Well I got the condoms and he found the secluded area (we were at a holiday resort, he was a friend of an employee and I was an employee who shared a room…which made my room null and void as a venue for our liaison and he didn’t have a room). He chose a wooden deck far away from guests and employees. I don’t know how many of you have tried to have sex on a wooden floor of any kind, but let me warn you to put it on your ‘let’s never try that shelf’ or the ‘most uncomfortable thing I could ever imagine shelf’. However I was still game (which I blame on the booze) and thought that it might be so good that the discomfort would be outweighed by the amazingness of the affair.

Image from goodmorningandgoodnight.com

Not so…apparently when a guy has not had sex for a while, or recently given himself a helping hand in the situation, then it is all over very fast. I had barely realised we were having sex before he gasped and started apologising.

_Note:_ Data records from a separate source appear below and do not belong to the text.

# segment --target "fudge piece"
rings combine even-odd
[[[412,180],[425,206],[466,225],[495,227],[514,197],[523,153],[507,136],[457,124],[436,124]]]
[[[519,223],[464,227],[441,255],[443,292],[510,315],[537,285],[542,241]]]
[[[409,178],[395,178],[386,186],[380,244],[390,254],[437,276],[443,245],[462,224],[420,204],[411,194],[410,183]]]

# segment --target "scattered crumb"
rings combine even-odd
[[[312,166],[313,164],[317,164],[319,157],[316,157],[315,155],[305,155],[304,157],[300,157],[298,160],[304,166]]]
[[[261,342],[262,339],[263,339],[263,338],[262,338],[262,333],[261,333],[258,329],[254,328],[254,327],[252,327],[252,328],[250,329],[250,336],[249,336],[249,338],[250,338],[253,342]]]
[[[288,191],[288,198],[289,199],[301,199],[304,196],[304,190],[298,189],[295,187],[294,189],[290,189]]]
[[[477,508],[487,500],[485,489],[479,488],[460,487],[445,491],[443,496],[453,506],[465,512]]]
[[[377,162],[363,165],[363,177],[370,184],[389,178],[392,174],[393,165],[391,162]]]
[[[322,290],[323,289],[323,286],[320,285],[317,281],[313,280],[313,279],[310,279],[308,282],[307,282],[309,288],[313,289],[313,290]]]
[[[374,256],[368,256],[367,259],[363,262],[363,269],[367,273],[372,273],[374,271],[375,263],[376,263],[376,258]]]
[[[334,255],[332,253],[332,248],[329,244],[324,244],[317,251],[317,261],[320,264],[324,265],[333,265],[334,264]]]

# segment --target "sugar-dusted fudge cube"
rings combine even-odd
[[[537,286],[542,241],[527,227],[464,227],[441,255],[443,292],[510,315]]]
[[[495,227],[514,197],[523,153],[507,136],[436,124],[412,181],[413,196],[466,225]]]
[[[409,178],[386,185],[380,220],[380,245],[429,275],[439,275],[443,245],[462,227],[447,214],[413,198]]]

Really it was all too much for me, I said something like “you can’t be serious”, which only made the situation worse and him all defensive and cross. I put my clothes on and stalked off the deck, embarrassed and angry. I stupidly thought it was my fault and he was such an asshole that he let me think it was my fault. For days I thought that maybe it was because I was not attractive enough, or that I didn’t turn him on enough…or for long enough for it to be mutually satisfactory.

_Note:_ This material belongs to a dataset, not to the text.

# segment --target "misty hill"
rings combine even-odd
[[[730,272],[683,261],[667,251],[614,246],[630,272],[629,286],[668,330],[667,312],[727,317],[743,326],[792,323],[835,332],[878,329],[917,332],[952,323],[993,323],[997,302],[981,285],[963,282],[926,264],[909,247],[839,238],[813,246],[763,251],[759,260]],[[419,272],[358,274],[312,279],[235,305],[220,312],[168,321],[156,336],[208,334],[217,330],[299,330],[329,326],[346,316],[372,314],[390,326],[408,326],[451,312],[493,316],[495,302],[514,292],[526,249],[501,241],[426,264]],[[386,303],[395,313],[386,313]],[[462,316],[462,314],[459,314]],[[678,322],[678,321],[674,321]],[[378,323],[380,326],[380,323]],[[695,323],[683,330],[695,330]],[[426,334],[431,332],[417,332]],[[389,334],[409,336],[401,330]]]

I woke up feeling awful and self-conscious, vowing never to mention what had happened the night before and to avoid, at all cost, the man in question. Which would have been easy if I had not left my little purse in his pocket, he thought I had done it on purpose so that I had an excuse to see him again…which made my blood boil while also reducing me to the girl I was in high school who felt ugly and unattractive. Luckily he arrived when I was out and left it for me so the dreaded encounter after the dismal act was delayed by a few weeks.

Fortunately I was working with an astute male colleague who became tired of my moping around the place we had nicknamed ‘paradise’. I reluctantly informed him of what had occurred and he assured me that it was not my fault and told me the above mentioned fact about the reasons behind early ejaculations. He also mentioned that this guy was a loser and that he was going to warn me about him, but forgot.

So to sum up: excessive booze and sex are not a good combination; inadequate foreplay can result in lots of dissatisfaction and premature ejaculations; uncarpeted wooden floors of any kind, especially outside decks, are super uncomfortable for sexual encounters; sex with someone you don’t actually know has the potential to backfire awfully because awkward situations like premature anything become too embarrassing to discuss and result in horrible later encounters where someone feels embarrassed and someone feels cheated; losing your sense of humour in a situation is never a good idea, make a small joke about the awkward thing in question and try again until it works; and lastly share your worst experiences with friends, inevitably they have a worse story to contribute so you feel better about the whole thing and everyone feels less like they are the only people that terrible, only in hindsight funny, situations happen to.